The British heat wave seems to be over in the next seven days – and the rain could return to Manchester.
From today (Monday) until Wednesday, the current met-office forecast is expected to shower no more than 5 percent.
But overnight on Wednesday and Thursday mornings, the probability of rain increases by up to 15 percent, with the possibility of heavy rains all Thursday.
Rainfall on Friday and Saturday is about 10 percent, with much more cloud coverage than in recent days.
Next Sunday and Monday, the rain probability hovers again over 15 percent – especially overnight.
But the first accurate forecast for rain comes next Tuesday (July 17) with the Met Office predicting a likelihood of more than 20 percent of heavy rain in Greater Manchester throughout the day, especially from early morning until noon.
A Met Office Amber Health Alert for Heatwave conditions will remain in Greater Manchester until Monday morning. An amber warning is the second highest on the scale, with a red warning signal for the next level before this current warning.

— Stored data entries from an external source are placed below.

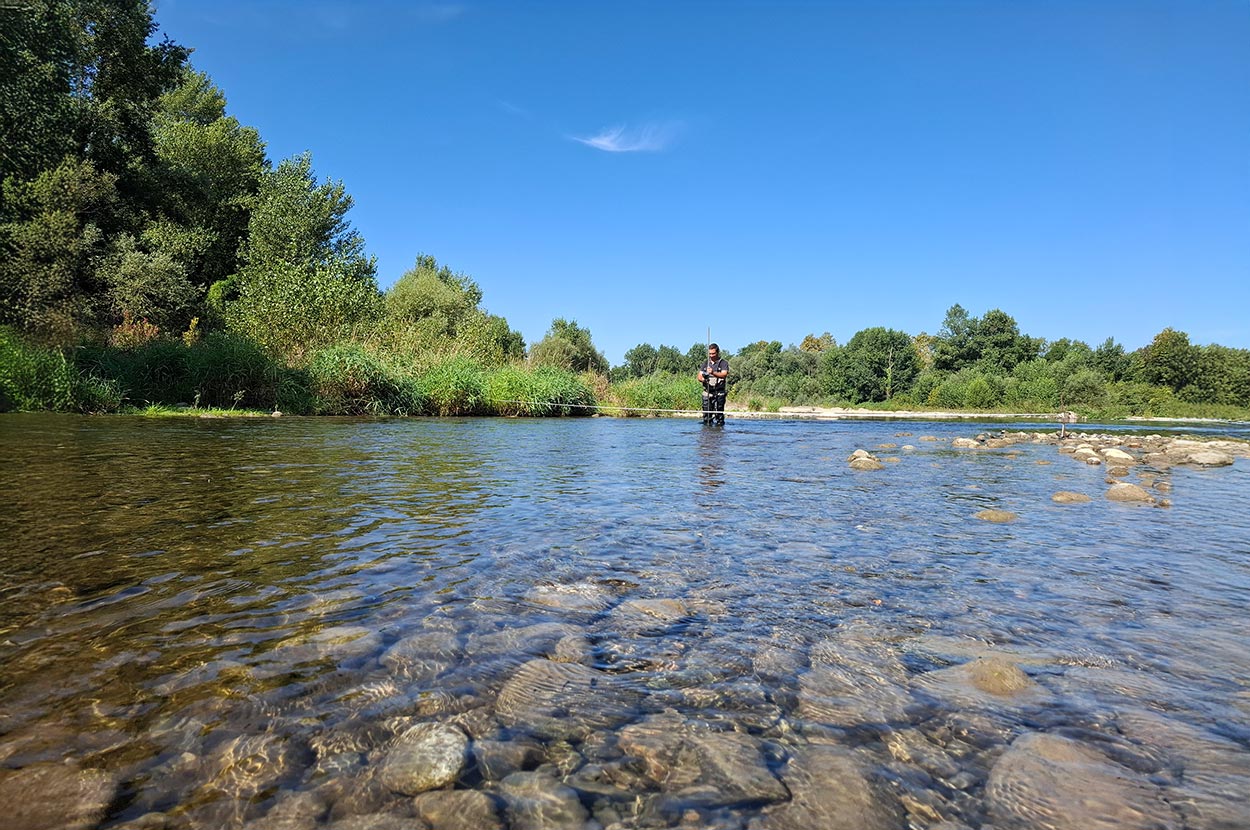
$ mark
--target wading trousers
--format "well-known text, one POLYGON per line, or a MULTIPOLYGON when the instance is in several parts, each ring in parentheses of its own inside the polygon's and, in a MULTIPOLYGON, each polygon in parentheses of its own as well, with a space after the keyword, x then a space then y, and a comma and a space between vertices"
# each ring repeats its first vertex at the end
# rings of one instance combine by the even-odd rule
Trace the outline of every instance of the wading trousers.
POLYGON ((703 423, 725 425, 725 387, 703 390, 703 423))

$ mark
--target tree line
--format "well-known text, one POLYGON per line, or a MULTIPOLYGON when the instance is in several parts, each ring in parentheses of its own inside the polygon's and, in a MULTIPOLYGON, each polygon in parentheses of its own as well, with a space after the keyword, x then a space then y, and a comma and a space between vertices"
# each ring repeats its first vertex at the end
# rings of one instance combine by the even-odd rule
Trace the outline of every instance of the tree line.
MULTIPOLYGON (((643 343, 625 354, 614 379, 692 371, 702 344, 683 354, 643 343)), ((1250 407, 1250 350, 1194 345, 1165 328, 1126 351, 1108 337, 1047 341, 1020 332, 1000 309, 973 316, 956 304, 935 335, 881 326, 844 345, 828 333, 783 348, 761 340, 730 356, 730 396, 789 404, 840 403, 892 408, 1051 412, 1111 416, 1179 415, 1250 407)))

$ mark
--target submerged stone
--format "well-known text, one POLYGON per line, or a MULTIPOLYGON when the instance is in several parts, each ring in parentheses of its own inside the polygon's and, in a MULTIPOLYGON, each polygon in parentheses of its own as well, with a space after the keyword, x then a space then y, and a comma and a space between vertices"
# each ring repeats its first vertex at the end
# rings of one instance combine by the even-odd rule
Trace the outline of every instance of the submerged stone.
POLYGON ((504 683, 495 715, 505 726, 534 735, 570 738, 620 726, 641 699, 620 675, 540 659, 504 683))
POLYGON ((104 818, 117 779, 76 764, 36 764, 0 773, 0 804, 9 830, 86 830, 104 818))
POLYGON ((574 789, 541 772, 514 772, 499 793, 511 830, 583 830, 590 818, 574 789))
POLYGON ((701 806, 780 801, 787 795, 756 738, 687 722, 671 710, 625 727, 620 746, 661 790, 701 806))
POLYGON ((1016 519, 1020 518, 1019 514, 1012 513, 1010 510, 994 509, 981 510, 976 514, 976 517, 983 522, 995 522, 997 524, 1014 522, 1016 519))
POLYGON ((870 780, 848 750, 806 746, 781 770, 790 800, 764 810, 769 830, 894 830, 903 826, 898 802, 870 780))
POLYGON ((990 771, 986 805, 996 828, 1180 830, 1180 816, 1144 776, 1068 738, 1017 738, 990 771))
POLYGON ((412 800, 413 812, 434 830, 503 830, 495 799, 477 790, 440 790, 412 800))
POLYGON ((418 724, 400 735, 387 753, 382 783, 404 795, 445 787, 460 776, 468 749, 468 736, 459 727, 418 724))
POLYGON ((1084 493, 1073 493, 1071 490, 1060 490, 1050 497, 1055 504, 1085 504, 1093 501, 1084 493))

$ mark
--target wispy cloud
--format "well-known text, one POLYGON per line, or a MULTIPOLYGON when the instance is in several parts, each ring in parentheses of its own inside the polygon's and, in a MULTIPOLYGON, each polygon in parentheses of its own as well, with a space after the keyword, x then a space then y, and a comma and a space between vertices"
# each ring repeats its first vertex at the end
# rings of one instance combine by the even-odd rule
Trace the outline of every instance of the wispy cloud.
POLYGON ((499 109, 503 110, 509 115, 516 115, 521 118, 531 118, 531 119, 534 117, 533 114, 529 110, 525 109, 524 107, 518 107, 516 104, 512 103, 511 101, 505 101, 502 98, 495 99, 495 106, 499 107, 499 109))
POLYGON ((446 23, 462 17, 468 7, 463 3, 426 3, 416 6, 412 12, 423 23, 446 23))
POLYGON ((676 123, 643 124, 640 127, 605 127, 597 135, 569 136, 574 141, 606 153, 658 153, 677 138, 676 123))

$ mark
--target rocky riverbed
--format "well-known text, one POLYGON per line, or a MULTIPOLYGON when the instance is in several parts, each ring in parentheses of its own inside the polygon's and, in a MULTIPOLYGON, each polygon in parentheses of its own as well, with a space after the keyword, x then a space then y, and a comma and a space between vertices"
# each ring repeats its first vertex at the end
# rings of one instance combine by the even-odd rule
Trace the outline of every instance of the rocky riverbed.
MULTIPOLYGON (((305 428, 288 421, 265 436, 305 428)), ((0 643, 0 824, 1250 826, 1250 661, 1229 615, 1244 607, 1235 556, 1250 534, 1244 493, 1228 489, 1250 445, 704 431, 687 459, 703 490, 674 508, 686 482, 665 479, 664 453, 637 449, 688 444, 671 425, 522 426, 557 432, 506 473, 475 468, 493 477, 472 509, 456 512, 457 479, 417 491, 440 499, 411 508, 418 523, 394 518, 414 498, 396 482, 455 474, 434 467, 446 438, 403 477, 378 466, 364 484, 354 469, 338 485, 299 480, 295 508, 263 533, 274 474, 214 471, 244 498, 204 520, 188 518, 197 501, 177 503, 200 546, 186 576, 144 538, 133 570, 94 592, 30 578, 30 607, 0 643), (619 440, 619 468, 568 460, 604 436, 619 440), (537 489, 585 469, 601 477, 569 491, 580 498, 537 489), (390 489, 365 490, 379 481, 390 489), (340 529, 291 533, 334 486, 348 493, 340 529), (664 500, 644 501, 651 488, 664 500), (1191 555, 1186 536, 1204 527, 1214 542, 1191 555), (229 555, 210 568, 214 533, 229 555)), ((411 452, 411 433, 397 434, 379 465, 411 452)), ((88 550, 117 544, 102 538, 88 550)))

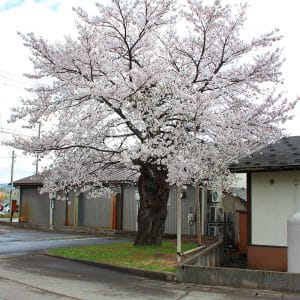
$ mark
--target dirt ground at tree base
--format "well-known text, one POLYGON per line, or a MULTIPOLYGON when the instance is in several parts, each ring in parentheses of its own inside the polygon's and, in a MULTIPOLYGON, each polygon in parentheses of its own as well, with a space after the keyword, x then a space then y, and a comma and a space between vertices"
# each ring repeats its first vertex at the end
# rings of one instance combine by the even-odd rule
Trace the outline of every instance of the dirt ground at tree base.
MULTIPOLYGON (((165 239, 169 242, 174 242, 176 243, 176 239, 165 239)), ((197 243, 197 236, 189 236, 189 235, 184 235, 181 237, 181 242, 184 243, 197 243)), ((201 237, 201 245, 203 245, 205 248, 211 246, 212 244, 218 242, 218 239, 216 237, 211 237, 211 236, 202 236, 201 237)), ((196 251, 187 255, 183 255, 181 260, 185 260, 196 253, 200 252, 196 251)), ((176 253, 174 254, 155 254, 154 257, 163 259, 165 261, 165 265, 168 265, 169 267, 176 268, 177 266, 177 255, 176 253)))

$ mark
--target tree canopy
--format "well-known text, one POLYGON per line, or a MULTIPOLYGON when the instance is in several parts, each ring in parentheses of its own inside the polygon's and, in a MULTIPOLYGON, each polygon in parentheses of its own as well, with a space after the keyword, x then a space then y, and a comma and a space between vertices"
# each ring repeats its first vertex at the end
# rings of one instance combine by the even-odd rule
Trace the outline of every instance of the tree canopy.
MULTIPOLYGON (((51 180, 97 183, 101 170, 151 164, 170 184, 214 180, 241 153, 281 134, 289 118, 276 30, 240 37, 246 5, 111 0, 77 36, 49 43, 22 34, 39 79, 13 120, 52 121, 30 153, 55 152, 51 180), (53 168, 55 167, 55 168, 53 168), (68 176, 66 176, 68 174, 68 176)), ((59 186, 61 187, 61 186, 59 186)))

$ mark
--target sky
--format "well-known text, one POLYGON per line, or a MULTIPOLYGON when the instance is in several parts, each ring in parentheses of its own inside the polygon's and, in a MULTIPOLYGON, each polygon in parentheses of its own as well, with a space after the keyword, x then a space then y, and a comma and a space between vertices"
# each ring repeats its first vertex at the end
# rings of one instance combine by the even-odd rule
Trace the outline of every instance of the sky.
MULTIPOLYGON (((109 0, 102 0, 109 1, 109 0)), ((214 0, 206 0, 213 3, 214 0)), ((100 1, 101 2, 101 1, 100 1)), ((223 0, 223 3, 240 3, 239 0, 223 0)), ((300 70, 300 1, 298 0, 247 0, 249 4, 245 37, 257 36, 279 28, 284 36, 281 46, 286 59, 282 67, 285 84, 283 90, 290 101, 300 96, 298 73, 300 70)), ((10 108, 17 106, 26 94, 25 87, 32 84, 23 77, 30 73, 28 50, 17 32, 34 32, 49 41, 61 40, 74 32, 75 14, 72 7, 81 6, 89 13, 96 13, 93 0, 0 0, 0 143, 12 134, 37 135, 37 128, 24 129, 8 123, 10 108)), ((294 119, 285 124, 288 135, 300 135, 300 103, 294 110, 294 119)), ((11 148, 0 146, 0 183, 11 177, 11 148)), ((16 153, 14 179, 34 174, 35 159, 16 153)))

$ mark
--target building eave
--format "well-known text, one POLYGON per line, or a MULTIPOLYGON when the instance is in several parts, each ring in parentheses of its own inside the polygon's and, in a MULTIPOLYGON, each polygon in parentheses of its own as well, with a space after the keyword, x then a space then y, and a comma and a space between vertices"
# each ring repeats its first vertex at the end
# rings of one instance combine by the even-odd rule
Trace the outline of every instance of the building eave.
POLYGON ((259 166, 259 167, 243 167, 229 168, 232 173, 256 173, 256 172, 279 172, 279 171, 296 171, 300 170, 300 165, 296 166, 259 166))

But it looks like today is the last of the very hot and sunny days, as changes will start on Monday.
The prospects of Met Office for Monday through Friday in Manchester are more cloudy – but still with some sunny slogans. Temperatures will also deteriorate from the record highs of 21 ° C to 24 ° C in recent weeks.
It will stay dry, although no rain is predicted for the foreseeable future – bad news for the crews dealing with the continuing moorland fires.
England saw its hottest day of the year so far, with a provisional temperature of 32.4C (90F) in Gosport, Hampshire, on Sunday, the Met Office said.
Monday seems to be the 16th consecutive day, with temperatures above 28 ° C (82 ° F). This makes the heat day the longest period that the United Kingdom has experienced since 2013, when 19 consecutive days exceeded 28 ° C.
But a cool frontline heading south from Scotland will see temperatures drop across much of England from Tuesday to mid-20, said Met meteorologist Becky Mitchell.
It is particularly cool on the east coast with temperatures between 20 and 20 years.
After one of the driest junes in history, there's a chance for a few showers across England this week, Ms. Mitchell said.
Water companies have been calling on people to use water sparingly to avoid a potential ban on hose lines as they pump billions of extra liters to meet strong demand.
United Utilities – which serves the northwest – said it needed urgent help and support to stop the entry into force of a ban.
Meanwhile, a hose ban is in its second week in Northern Ireland and another was introduced on Friday across Ireland.
Ms. Mitchell said, "The weather front, which stretches across parts of the Northwest, is slowly sinking south as the day (Sunday) continues.
"The temperatures will cool down a bit and we will see fresh conditions.
"It will still be very warm, less hot than recently, with the risk of showers across the country.
"A little bit of rain might be welcome for some people, especially in the south."
For much of England and Wales, last month was one of the five driest junes in history.
In some parts of south-east England and south of central England, according to preliminary data from Met Office, only 6% of expected precipitation was recorded.